Indonesian activists take part in protest against US pop diva Lady Gaga in Jakarta before the US singer's show was cancelled. – File photo by AFP
Indonesian activists take part in protest against US pop diva Lady Gaga in Jakarta before the US singer's show was cancelled. – File photo by AFP

JAKARTA: Lady Gaga’s decision to cancel the Indonesian leg of her world tour due to threats by Muslim hardliners highlights how groups pushing a strict view of Islam are growing increasingly powerful, analysts say.

Home to the world’s largest Muslim population, officially secular Indonesia is often touted by Western leaders as a beacon of moderate Islam and a model for the Muslim world – as visiting US President Barack Obama did in 2010.

But a series of attacks on Christians, Muslim minorities and those deemed “enemies of Islam” – combined with the apparent unwillingness of the government and courts to clamp down has sparked concerns over the rise of the hardliners.

In the case of pop diva Lady Gaga, the Islamic Defenders Front (FPI) had threatened to “burn the stage” if she brought her trademark leotards, racy choreography and support for gay rights to Indonesia.

Branding her the devil, they said they would mobilise 30,000 supporters to create “chaos” if she performed.

International Crisis Group analyst Sidney Jones said groups such as the FPI were becoming increasingly confident in their push to get Islamic laws accepted by the mainstream, thanks to a series of successful campaigns.

“What’s clear is that there wouldn’t have been a thought of cancelling the concert if these groups hadn’t mobilised,” she told AFP. “It shows the power they have to affect the statements and policy of police.”

“Incident after incident, they organise a protest and see that pulling a group of people together for the television cameras and pressing a particular agenda has worked,” Jones said.

The impunity that hardliners often enjoy is due partly to the fear that officials have of taking them on, Ismail Hasani, programme manager at the Setara Institute for Democracy and Peace, told AFP.

“The police and courts have proved they cannot handle these issues fairly. They’re often worried of a violent backlash if they punish hardliners.”

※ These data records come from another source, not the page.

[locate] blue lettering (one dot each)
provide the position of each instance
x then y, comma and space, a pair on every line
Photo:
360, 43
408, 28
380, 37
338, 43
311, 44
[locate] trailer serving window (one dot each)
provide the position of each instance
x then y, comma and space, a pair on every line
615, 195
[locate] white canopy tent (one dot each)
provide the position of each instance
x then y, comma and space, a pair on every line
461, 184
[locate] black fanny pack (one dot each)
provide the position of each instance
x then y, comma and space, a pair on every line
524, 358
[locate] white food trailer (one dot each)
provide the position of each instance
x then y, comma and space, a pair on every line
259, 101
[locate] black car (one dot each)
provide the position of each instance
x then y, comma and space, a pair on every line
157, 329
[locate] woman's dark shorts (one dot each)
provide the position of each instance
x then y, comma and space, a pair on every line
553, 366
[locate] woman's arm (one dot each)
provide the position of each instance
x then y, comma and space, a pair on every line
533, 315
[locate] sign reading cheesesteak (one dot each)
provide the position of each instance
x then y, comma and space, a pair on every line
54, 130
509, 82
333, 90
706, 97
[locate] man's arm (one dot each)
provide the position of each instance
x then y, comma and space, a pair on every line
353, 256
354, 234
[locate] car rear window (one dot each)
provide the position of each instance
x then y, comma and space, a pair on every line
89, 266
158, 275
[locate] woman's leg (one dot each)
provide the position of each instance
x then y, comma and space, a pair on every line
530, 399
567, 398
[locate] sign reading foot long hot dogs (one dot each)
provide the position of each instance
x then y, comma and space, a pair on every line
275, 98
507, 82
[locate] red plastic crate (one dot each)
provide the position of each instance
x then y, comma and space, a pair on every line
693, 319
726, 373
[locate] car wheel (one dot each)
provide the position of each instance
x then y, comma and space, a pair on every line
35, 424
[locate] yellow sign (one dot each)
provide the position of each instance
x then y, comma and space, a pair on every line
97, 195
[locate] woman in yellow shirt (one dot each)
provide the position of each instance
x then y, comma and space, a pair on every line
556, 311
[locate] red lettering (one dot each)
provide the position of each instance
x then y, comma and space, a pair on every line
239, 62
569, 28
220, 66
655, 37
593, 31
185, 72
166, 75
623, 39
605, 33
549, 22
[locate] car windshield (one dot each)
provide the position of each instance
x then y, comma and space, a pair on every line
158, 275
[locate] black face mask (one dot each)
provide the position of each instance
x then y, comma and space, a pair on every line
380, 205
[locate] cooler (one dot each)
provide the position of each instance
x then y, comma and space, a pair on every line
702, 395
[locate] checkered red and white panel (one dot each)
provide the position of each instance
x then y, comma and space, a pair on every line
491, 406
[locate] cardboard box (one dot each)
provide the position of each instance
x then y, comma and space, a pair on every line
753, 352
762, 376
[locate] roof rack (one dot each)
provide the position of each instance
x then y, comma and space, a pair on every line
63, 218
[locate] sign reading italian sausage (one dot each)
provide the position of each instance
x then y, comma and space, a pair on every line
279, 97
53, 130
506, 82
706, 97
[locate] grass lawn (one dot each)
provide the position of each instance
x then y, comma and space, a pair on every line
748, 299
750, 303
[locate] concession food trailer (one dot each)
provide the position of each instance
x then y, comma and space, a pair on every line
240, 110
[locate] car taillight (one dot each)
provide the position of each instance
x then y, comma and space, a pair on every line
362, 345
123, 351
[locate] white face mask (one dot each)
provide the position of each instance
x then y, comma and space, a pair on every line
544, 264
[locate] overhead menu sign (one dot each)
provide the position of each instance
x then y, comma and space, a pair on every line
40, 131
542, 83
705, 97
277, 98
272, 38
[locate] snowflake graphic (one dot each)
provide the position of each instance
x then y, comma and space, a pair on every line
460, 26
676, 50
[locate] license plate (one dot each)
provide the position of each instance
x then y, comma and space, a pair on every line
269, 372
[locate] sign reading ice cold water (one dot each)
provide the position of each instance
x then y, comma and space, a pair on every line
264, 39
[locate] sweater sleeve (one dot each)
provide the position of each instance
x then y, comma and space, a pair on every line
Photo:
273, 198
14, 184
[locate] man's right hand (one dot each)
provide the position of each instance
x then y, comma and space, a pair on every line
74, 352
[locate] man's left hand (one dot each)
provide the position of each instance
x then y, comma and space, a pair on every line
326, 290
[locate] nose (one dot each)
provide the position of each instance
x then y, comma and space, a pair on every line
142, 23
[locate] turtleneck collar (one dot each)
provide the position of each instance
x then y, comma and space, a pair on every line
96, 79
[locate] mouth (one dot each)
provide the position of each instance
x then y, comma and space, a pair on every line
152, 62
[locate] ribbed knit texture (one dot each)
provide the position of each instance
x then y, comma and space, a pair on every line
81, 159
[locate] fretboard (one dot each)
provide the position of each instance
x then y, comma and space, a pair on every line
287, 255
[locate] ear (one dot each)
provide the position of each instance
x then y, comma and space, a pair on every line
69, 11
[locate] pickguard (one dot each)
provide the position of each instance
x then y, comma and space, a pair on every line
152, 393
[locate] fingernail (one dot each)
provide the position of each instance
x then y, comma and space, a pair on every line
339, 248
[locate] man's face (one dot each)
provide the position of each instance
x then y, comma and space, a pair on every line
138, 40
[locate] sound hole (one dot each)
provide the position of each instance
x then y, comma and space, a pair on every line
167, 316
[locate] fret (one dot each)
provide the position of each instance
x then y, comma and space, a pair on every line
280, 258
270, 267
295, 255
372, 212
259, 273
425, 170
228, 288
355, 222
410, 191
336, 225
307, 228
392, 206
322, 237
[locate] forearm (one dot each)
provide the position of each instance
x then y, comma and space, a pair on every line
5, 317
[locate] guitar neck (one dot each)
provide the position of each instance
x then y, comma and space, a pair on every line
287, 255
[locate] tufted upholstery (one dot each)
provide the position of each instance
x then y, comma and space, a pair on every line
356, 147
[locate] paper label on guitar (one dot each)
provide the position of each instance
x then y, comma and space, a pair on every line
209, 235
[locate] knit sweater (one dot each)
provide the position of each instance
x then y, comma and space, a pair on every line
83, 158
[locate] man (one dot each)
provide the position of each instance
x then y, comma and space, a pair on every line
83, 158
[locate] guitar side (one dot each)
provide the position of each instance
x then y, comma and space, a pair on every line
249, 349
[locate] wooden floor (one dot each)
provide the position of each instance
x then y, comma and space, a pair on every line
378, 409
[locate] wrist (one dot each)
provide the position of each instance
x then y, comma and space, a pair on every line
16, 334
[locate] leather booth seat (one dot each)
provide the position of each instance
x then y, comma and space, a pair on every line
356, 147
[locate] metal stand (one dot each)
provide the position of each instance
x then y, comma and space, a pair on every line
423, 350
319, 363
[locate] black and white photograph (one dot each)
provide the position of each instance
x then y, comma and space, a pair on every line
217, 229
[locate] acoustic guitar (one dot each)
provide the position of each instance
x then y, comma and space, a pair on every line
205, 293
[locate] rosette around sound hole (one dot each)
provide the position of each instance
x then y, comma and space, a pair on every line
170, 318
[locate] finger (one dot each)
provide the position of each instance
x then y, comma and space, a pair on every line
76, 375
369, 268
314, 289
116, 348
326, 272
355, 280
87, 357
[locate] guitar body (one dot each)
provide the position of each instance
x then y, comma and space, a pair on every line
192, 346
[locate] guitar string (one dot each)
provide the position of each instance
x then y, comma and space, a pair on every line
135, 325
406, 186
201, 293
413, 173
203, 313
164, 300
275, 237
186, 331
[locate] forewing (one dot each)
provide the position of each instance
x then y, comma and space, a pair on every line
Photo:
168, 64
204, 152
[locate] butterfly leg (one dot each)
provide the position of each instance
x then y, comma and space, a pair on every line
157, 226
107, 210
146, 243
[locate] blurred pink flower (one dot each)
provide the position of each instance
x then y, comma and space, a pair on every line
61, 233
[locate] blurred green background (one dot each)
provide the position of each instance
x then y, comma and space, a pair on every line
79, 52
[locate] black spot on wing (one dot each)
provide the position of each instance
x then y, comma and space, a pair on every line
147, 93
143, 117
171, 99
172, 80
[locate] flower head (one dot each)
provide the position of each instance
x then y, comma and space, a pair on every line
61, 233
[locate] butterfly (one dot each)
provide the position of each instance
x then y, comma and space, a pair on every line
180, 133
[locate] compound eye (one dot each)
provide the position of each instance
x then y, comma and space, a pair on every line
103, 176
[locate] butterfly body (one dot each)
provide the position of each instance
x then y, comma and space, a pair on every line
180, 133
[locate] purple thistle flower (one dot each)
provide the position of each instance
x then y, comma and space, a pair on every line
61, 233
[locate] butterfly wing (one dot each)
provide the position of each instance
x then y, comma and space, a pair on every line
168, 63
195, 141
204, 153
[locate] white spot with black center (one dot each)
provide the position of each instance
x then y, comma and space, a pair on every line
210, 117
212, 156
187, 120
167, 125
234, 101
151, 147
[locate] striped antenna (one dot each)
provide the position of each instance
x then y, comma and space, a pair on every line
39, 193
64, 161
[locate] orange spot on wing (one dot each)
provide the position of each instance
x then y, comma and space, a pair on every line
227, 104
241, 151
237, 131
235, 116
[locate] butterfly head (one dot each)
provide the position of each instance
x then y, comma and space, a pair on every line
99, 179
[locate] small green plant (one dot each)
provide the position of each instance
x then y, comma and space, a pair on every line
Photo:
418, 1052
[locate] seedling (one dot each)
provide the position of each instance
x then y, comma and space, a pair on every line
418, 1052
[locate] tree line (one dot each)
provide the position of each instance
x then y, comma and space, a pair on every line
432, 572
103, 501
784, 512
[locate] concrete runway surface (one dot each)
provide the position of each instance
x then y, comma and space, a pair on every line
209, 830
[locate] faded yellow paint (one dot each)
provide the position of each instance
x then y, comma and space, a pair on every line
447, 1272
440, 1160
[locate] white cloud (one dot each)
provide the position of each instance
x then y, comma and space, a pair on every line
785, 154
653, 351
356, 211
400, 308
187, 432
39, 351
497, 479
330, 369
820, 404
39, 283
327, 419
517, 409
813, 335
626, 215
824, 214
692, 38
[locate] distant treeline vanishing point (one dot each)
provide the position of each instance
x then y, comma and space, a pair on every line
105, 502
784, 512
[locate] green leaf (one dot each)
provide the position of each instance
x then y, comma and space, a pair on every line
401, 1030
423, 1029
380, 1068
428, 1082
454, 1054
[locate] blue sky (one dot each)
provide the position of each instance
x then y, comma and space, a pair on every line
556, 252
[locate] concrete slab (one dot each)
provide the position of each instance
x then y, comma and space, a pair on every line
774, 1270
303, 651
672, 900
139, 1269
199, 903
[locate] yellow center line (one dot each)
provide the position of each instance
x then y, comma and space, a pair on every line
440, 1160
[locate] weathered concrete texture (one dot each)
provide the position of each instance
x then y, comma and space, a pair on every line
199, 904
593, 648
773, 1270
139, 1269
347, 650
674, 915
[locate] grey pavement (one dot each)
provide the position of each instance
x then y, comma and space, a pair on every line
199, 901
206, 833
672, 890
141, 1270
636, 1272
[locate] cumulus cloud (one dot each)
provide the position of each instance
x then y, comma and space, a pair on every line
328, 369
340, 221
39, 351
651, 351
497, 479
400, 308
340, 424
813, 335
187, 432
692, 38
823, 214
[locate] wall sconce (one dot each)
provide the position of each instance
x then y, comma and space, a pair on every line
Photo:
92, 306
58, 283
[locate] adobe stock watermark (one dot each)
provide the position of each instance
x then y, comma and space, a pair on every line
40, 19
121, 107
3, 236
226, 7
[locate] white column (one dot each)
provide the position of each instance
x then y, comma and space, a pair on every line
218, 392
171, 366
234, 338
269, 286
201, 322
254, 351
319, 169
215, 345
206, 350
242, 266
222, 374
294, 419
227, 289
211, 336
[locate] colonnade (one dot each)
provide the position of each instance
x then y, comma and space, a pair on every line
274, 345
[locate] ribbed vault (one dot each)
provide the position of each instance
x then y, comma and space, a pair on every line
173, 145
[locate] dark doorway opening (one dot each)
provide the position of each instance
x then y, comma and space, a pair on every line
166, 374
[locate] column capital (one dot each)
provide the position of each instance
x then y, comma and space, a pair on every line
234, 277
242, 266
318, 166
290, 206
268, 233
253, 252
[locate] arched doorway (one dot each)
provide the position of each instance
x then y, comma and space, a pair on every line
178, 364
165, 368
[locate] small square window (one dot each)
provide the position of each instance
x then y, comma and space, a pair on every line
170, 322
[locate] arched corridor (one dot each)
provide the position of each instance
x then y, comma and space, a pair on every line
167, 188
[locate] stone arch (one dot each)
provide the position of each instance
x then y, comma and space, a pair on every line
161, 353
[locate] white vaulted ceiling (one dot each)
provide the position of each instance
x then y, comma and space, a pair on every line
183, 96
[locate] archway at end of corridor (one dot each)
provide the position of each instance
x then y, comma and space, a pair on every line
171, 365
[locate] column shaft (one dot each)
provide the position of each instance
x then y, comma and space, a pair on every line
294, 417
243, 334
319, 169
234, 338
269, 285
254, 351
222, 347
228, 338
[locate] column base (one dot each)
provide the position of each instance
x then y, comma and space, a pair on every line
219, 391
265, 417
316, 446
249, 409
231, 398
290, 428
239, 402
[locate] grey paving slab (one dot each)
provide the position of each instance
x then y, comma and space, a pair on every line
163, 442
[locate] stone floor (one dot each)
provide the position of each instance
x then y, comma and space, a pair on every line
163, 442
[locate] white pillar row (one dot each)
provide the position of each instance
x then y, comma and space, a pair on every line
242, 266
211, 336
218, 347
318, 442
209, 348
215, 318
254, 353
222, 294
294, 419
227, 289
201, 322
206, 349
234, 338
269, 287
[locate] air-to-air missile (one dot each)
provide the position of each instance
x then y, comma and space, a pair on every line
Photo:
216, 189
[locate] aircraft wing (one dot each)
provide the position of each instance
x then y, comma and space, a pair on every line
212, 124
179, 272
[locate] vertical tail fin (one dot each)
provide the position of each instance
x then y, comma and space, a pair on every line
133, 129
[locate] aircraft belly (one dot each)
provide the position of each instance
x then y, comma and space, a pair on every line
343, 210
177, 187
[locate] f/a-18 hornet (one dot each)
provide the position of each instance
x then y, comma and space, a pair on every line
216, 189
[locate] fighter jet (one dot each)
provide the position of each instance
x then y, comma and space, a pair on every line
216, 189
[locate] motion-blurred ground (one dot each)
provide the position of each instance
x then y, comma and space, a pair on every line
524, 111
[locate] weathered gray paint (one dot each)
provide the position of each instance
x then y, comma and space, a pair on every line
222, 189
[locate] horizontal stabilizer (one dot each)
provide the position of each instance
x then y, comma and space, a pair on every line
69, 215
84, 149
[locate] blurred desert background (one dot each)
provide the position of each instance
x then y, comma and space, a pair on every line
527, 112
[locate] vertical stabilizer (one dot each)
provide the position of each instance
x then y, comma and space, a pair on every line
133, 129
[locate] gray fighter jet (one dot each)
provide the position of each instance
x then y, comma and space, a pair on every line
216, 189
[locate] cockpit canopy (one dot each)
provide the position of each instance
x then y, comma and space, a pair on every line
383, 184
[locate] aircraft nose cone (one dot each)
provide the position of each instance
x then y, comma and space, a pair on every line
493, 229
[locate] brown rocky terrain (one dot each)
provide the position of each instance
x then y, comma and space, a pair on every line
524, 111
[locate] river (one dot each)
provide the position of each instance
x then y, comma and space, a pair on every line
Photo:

“Hardliners often foster close relationships with local governments, and some police even use them to help enforce the law through violent means.”

He identified the main problem as “not really related to the law or religion, but political power”.

The pressure that led the police to deny Lady Gaga a permit to perform in Jakarta was just the latest example of authorities buckling under threats by the FPI and similar groups.

Earlier this month, police shut down events by Canadian author Irshad Manji, who supports gay rights in the Muslim world, under pressure from hardliners who attacked the author, injuring her and a colleague.

Also this month, hardliners wanting officials to shut down a Protestant church on the outskirts of Jakarta threw bags of urine and pelted rocks at worshippers preparing to hold a service.

In one of the most shocking episodes, a mob of more than 1,000 people in western Java last year beat to death three leaders from the Ahmadiyah Muslim minority sect while police looked on, smoking cigarettes.

Such incidents have usually resulted in hardliners receiving either no sanction at all or lenient punishments.

The FPI, which sees its role as an enforcer of morals and Islamic law, accompanies police in some parts of the country on violent raids on bars and brothels, particularly during the holy Muslim month of Ramadan.

The group’s Jakarta chairman Habib Salim Alatas described the relationship with police as like a marriage.

“When we want to raid places of sin and cults, the police side with us to stop them,” Alatas said.

Hardliners gained more traction in 2008, when the government issued a decree restricting the activities of the Ahmadiyah sect.

The decree came amid mass protests and a week after the FPI stormed a pro-Ahmadiyah rally in the capital, injuring dozens.

The same year, the government passed an anti-pornography law that hardliners had long pushed for through televised rallies and an attack on the office of Indonesian Playboy magazine in 2006 just after it opened.

While the FPI is the most visibly violent group, many others are active behind the scenes, said Jones, from the International Crisis group, singling out Hizb ut-Tahrir and the Islamic People’s Forum (FUI).

Gauging how much support the hardliners enjoy among Indonesia’s 240 million people – 90 per cent of whom identify themselves as Muslim – is hard to say.

One recent survey by the Jakarta-based Centre for the Study of Religion and Culture among 1,500 Muslims, showed 74 percent were opposed entertainers wearing “minimal clothing” on stage.

In a separate survey by the Indonesian Survey Circle of 1,200 Muslims aged 15 to 25, 99 per cent said they opposed homosexuality.

But among the 50,000 people who bought tickets to see Lady Gaga in Jakarta, some used Twitter to express their feelings.

“Really devastated and sad that extremist people ruined what could have been an amazing 2 hour night,” wrote one fan.